LUMBERTON, MS (WDAM) - June is recognized as National Dairy Month as a way to promote drinking milk, but an excess in milk production nationally is driving down sales for dairy farmers in the Magnolia State.
Kiahnell Smith is co-owner of Country Girl's Creamery in Lumberton. He has been a dairy farmer for more than 30 years.
"At our farm we process 85 percent of our own milk," Smith said. "We make butter, we make cheese, chocolate milk, we do a lot of kid's groups."
Smith said now is one of the toughest times for the dairy industry.
"Milk prices are almost at record lows when you figure in input costs and everything," Smith said. "But the average daily farmer is getting around $13 a hundred for milk right now, which is about $1.10 or $1.15 a gallon."
This is compared to the $20 per hundredweight farmers received last year.

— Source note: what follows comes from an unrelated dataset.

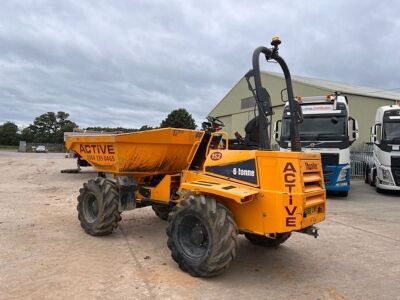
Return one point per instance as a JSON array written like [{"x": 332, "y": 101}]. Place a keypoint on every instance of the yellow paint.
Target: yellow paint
[{"x": 288, "y": 195}]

Smith said the low milk costs have not had too much of a negative impact on his farm.
"We're blessed because we process 85 percent of our own milk," Smith said. "So we have some control over the price and everything."
Experts like Pike County Extension Agent Lamar Adams said one of the biggest challenges for Mississippi dairy farmers is the heat stress on their cattle.
"If a cows hot, she's not going to eat, if she doesn't eat then she's not going to milk well," Adams said. "Producers know they have to do everything they can to keep cattle cool and comfortable throughout the summer."
Adams said this impacts dairy farm numbers.
"Our numbers are decreasing," Adams said. "We've got about 85 dairies currently. Nationwide there's only about 43,500 dairies in the whole country."
Country Girl's Creamery will hold its Dairy Fest in October on its farm in Lumberton.